Knoldus Blog Audio
In this article, we are going to create Kafka Clusters on the GCP platform. We can do it in various ways like uploading Kafka directory to GCP, creating multiple zookeepers, by creating multiple copies of the server.properties file, etc. But, In this article, we are doing it in a simpler way i.e. by Creating a Kafka Cluster (with replication). Let’s Start…
What is GCP?
GCP stands for Google Cloud Platform. Google’s offered a suite of public cloud services. Google Cloud Platform provides IAAS, PAAS, and Serverless Computing Environments.

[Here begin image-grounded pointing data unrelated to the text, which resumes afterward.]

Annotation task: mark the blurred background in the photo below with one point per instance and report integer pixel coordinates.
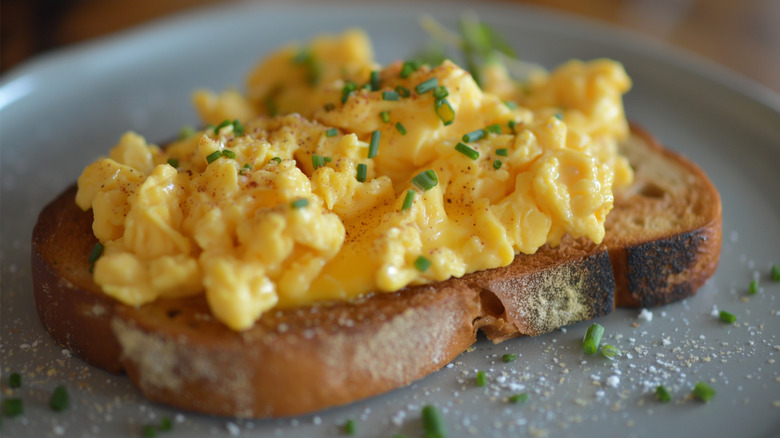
(743, 35)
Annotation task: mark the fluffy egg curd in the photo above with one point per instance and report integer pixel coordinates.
(333, 177)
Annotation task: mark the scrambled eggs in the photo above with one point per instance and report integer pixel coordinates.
(333, 177)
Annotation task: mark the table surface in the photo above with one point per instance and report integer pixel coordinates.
(740, 34)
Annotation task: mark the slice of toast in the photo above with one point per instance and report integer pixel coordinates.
(663, 242)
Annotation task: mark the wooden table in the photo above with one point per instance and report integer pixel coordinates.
(743, 35)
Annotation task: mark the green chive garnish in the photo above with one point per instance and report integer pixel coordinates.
(389, 95)
(224, 124)
(422, 264)
(362, 171)
(300, 203)
(662, 394)
(518, 398)
(349, 427)
(592, 338)
(727, 317)
(15, 380)
(213, 156)
(426, 86)
(467, 151)
(425, 180)
(444, 111)
(609, 351)
(408, 200)
(440, 92)
(402, 91)
(481, 378)
(374, 80)
(373, 146)
(473, 136)
(703, 391)
(238, 128)
(433, 423)
(495, 128)
(13, 407)
(317, 161)
(59, 400)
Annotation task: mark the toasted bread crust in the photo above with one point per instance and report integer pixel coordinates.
(300, 360)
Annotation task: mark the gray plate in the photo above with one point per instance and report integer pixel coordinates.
(61, 111)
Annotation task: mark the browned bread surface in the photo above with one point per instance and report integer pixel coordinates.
(299, 360)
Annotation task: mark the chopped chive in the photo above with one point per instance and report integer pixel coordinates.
(238, 128)
(59, 400)
(165, 424)
(727, 317)
(495, 128)
(433, 423)
(703, 391)
(481, 378)
(662, 394)
(373, 146)
(609, 351)
(753, 288)
(15, 380)
(225, 123)
(362, 171)
(425, 180)
(518, 398)
(213, 156)
(592, 338)
(300, 203)
(186, 132)
(422, 264)
(408, 200)
(444, 111)
(374, 80)
(440, 92)
(13, 407)
(473, 136)
(408, 68)
(467, 151)
(349, 427)
(390, 95)
(317, 161)
(402, 91)
(427, 85)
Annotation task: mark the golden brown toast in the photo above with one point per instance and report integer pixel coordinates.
(663, 242)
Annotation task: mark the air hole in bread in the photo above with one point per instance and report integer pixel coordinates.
(652, 190)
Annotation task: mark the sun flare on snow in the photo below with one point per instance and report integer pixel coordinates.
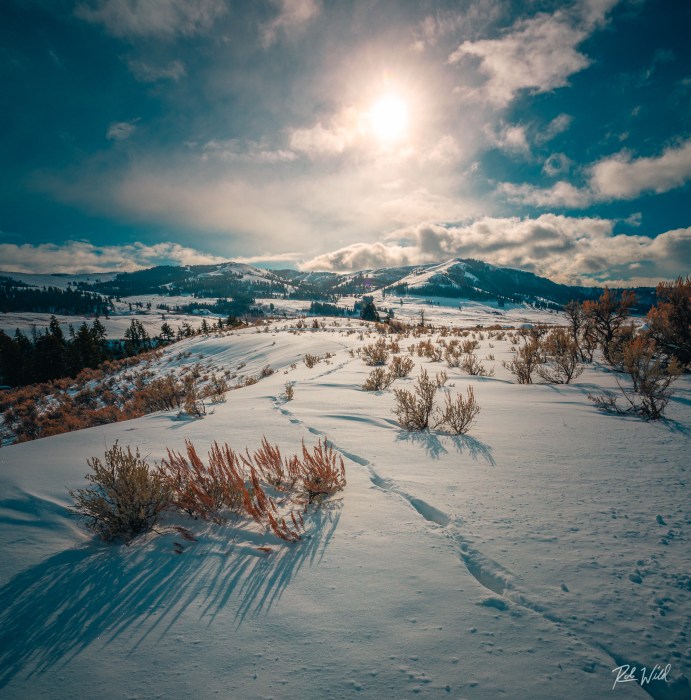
(389, 118)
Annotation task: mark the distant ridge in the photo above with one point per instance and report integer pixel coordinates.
(461, 278)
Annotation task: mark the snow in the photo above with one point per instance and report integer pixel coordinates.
(525, 560)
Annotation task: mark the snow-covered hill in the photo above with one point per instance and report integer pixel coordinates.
(527, 559)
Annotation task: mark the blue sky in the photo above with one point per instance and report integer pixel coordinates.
(550, 136)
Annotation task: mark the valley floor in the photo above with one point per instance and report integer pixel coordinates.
(526, 559)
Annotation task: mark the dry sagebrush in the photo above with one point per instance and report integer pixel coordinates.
(127, 496)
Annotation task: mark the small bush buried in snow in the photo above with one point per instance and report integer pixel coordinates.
(414, 409)
(323, 472)
(472, 365)
(526, 360)
(458, 414)
(378, 380)
(401, 367)
(127, 498)
(207, 490)
(650, 378)
(204, 491)
(376, 354)
(562, 357)
(311, 360)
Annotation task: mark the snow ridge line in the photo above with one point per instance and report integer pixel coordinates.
(488, 573)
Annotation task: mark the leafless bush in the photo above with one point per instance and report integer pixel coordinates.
(375, 354)
(204, 491)
(440, 378)
(453, 356)
(160, 394)
(127, 499)
(280, 473)
(216, 389)
(323, 472)
(378, 380)
(458, 414)
(650, 378)
(526, 360)
(311, 360)
(562, 357)
(607, 401)
(414, 409)
(473, 366)
(401, 366)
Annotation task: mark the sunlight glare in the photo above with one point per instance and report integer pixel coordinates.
(389, 118)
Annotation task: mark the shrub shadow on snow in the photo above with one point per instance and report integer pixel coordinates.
(434, 447)
(97, 593)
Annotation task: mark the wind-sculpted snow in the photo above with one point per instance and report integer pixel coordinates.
(527, 559)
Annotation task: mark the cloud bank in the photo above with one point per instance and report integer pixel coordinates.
(80, 257)
(565, 249)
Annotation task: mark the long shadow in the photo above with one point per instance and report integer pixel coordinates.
(54, 610)
(476, 449)
(435, 448)
(431, 443)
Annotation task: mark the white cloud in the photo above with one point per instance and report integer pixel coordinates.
(537, 54)
(292, 16)
(339, 134)
(76, 257)
(511, 138)
(557, 164)
(234, 151)
(145, 18)
(613, 178)
(147, 73)
(561, 194)
(565, 249)
(623, 177)
(121, 131)
(557, 126)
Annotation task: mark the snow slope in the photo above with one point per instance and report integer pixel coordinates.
(525, 560)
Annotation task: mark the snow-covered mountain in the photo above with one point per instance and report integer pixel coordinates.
(456, 278)
(526, 560)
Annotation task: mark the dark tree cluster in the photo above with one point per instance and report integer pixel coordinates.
(54, 355)
(17, 296)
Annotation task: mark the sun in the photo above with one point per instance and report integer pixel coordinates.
(389, 118)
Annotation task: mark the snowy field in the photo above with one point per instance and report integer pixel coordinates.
(527, 559)
(439, 309)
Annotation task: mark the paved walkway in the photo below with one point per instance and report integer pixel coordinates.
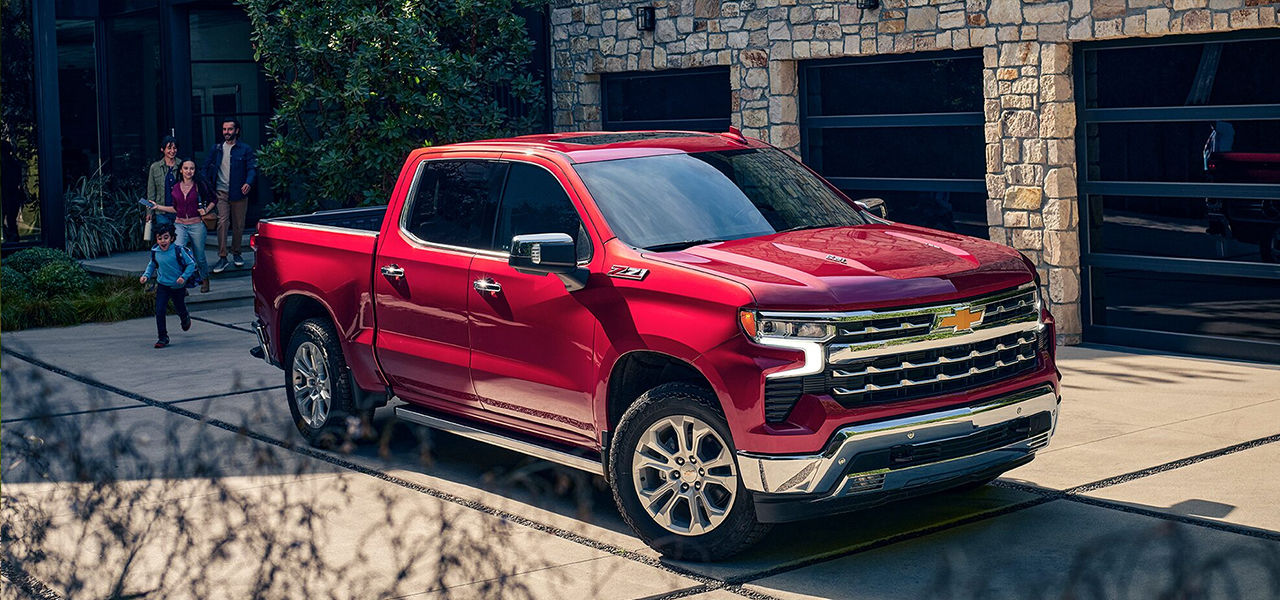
(1162, 467)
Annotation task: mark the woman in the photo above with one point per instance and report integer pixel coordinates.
(160, 178)
(190, 200)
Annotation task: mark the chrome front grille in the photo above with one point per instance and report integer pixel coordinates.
(871, 333)
(876, 357)
(903, 376)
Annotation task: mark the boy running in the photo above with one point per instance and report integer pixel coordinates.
(172, 274)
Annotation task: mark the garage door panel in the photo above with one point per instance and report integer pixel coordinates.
(1180, 193)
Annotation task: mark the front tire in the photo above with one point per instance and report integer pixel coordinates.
(675, 476)
(318, 384)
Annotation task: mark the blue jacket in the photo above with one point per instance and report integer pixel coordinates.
(243, 168)
(169, 268)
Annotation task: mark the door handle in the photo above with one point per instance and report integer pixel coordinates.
(487, 285)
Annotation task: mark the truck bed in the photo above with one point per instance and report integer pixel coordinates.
(366, 219)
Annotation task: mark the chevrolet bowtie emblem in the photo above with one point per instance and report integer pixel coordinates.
(961, 320)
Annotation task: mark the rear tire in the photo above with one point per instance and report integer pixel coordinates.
(675, 476)
(318, 386)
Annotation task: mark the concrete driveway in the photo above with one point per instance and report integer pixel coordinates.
(178, 473)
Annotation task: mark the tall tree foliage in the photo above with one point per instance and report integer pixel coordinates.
(17, 79)
(361, 82)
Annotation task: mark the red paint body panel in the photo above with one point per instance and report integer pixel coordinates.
(332, 268)
(538, 358)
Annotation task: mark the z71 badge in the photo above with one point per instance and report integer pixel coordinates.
(627, 273)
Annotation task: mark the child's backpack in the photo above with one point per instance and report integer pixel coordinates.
(196, 278)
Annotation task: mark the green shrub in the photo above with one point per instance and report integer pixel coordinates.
(90, 232)
(58, 279)
(129, 218)
(31, 260)
(364, 82)
(105, 300)
(13, 282)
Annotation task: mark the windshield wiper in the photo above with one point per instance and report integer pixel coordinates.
(680, 244)
(821, 225)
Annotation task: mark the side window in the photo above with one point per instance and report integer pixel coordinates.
(455, 202)
(535, 202)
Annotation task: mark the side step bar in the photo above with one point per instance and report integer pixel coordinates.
(538, 450)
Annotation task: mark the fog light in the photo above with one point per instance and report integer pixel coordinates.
(868, 481)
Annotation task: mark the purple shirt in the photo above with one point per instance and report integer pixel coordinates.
(186, 204)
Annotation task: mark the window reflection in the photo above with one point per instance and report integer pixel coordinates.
(18, 166)
(1202, 305)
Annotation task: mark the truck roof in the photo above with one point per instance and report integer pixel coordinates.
(595, 146)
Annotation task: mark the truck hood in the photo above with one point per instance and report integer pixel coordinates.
(864, 266)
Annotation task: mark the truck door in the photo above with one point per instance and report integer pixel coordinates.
(421, 282)
(531, 347)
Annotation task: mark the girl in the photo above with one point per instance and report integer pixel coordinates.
(190, 201)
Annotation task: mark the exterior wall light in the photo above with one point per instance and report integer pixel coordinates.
(645, 18)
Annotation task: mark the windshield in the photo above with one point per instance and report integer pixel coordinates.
(673, 201)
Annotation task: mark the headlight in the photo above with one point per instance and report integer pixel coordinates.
(791, 334)
(764, 328)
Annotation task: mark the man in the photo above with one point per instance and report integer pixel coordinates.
(233, 168)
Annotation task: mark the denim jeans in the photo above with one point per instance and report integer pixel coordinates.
(193, 233)
(164, 294)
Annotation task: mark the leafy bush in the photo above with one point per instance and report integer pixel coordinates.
(60, 279)
(30, 260)
(90, 232)
(362, 82)
(12, 282)
(105, 300)
(123, 209)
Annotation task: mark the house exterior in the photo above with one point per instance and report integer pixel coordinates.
(1129, 147)
(1074, 131)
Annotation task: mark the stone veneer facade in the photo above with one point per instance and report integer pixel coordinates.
(1029, 102)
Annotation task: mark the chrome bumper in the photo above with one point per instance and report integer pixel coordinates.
(826, 475)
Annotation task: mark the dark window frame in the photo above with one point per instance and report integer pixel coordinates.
(810, 123)
(411, 200)
(501, 197)
(709, 124)
(1089, 260)
(581, 220)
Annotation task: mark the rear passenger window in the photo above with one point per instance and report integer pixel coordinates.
(455, 202)
(535, 202)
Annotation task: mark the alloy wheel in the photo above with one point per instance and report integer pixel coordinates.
(685, 475)
(311, 384)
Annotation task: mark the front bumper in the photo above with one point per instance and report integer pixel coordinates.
(874, 463)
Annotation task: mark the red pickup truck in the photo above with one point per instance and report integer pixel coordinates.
(698, 317)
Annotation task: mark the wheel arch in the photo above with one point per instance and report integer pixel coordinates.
(639, 371)
(295, 308)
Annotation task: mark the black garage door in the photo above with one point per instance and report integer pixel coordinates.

We generally use GCP due to the following reasons:
- Run your apps wherever you need them
- Make smarter decisions with the leading data platform
- Run-on the cleanest cloud in the industry
- Operate confidently with advanced security tools
- Transform how you connect and collaborate
- Get customized solutions for your specific industry
- also, Save money, increase efficiency, and optimize spend
In addition, explore the official documentation of GCP
Kafka is a distributed streaming platform which is used for creating and processing real-time data streams. It works on Pub-Sub Messaging System (Publisher – Subscriber).
Apache Kafka is used due to various advantages like it is Fast, Scalable, Fault-Tolerant messaging System.
- Producer: Application that sends message records(data) to Kafka server.
- Consumer: Application that receives message records(data) from Kafka server.
- Broker: Kafka Server that acts as an agent/broker to exchange messages.
- Cluster: Group of computers, each running one instance of Kafka broker.
- Topic: Arbitrary name given to data stream.
- Zookeeper: Server/ broker that stores a bunch of shared pieces of information.
After that, have a look at Kafka documentation
Installing Kafka in GCP:
Firstly, we must create a GCP account using Gmail ID
Go to the Navigation Menu and choose Marketplace
Select Kafka Cluster (with replication) VM Image.
Click the Launch button.
Navigation Menu → Marketplace → Kafka Cluster (with replication) → Launch
Now, Fill up the labeled fields as per the requirements and budget. Such as Deployment name, Zone, Instance Count, Machine type, etc.
After this, Click the DEPLOY button
In the Cloud Console, go to the VM instances page. or (Home → Dashboard → Resources)
click SSH in the row of the instance that you want to connect to.
We can start and stop VM as per the requirement. It will also affect the billing account (after the free trial).
All services are preconfigured in Kafka VM and ready to up and running. [ like Kafka broker port: 9092 (default), Zookeeper port: 2181 (default), Kafka broker address: IP of the VM, etc. ]
All Kafka files are stored in opt/kafka/config directory
Starting the Zookeeper and Starting the Kafka Server
As the Kafka VM comes pre-configured. So, no need to start them.
1. Creating a Topic
Methods to create Kafka topic, Such as:
Using default Properties
kafka-topics.sh --create --topic Testing --bootstrap-server localhost:9092
(Topic “Testing”, PartitionCount: 1, ReplicationFactor: 1, Partition: 0, Leader: 1, Replicas: 1, Isr: 1)
kafka-topics.sh --create --topic Testing --partitions 3 --replication-factor 2 --bootstrap-server localhost:9092
Finding existing Topics [Optional]
It will show the existing topics.
kafka-topics.sh --list --zookeeper localhost:2181
2. Producing Messages to a Topic.
Message can be in any format but is always treated as an array of bytes
Producing using the console
kafka-console-producer.sh --topic Testing --bootstrap-server localhost:9092
Producing from a file
kafka-console-producer.sh --topic Testing --bootstrap-server localhost:9092 < “FILE_PATH”
3. Consuming Messages from a Topic.
Consume using the console
kafka-console-consumer.sh --topic Testing --from-beginning --bootstrap-server localhost:9092
Consuming from a file
kafka-console-consumer.sh --topic Testing --from-beginning --bootstrap-server localhost:9092 > “FILE_PATH”
In this whole process, the consumer keeps consuming all the messages produced by the producer, in case of failure of any of the instances too. As we have created multiple instances, if any one of them fails then others will automatically consume the messages which are being produced by the producer.
Note: If you are not able to execute these commands, either go to the root directory or type cd ../.. to your terminal.
After that, If you want to delete the existing topic, execute:
kafka-topics.sh --zookeeper localhost:2181 --delete --topic Testing
In short, we all get the basic idea about GCP, Apache Kafka, and the working of Kafka on GCP.
For better understanding, do hands-on.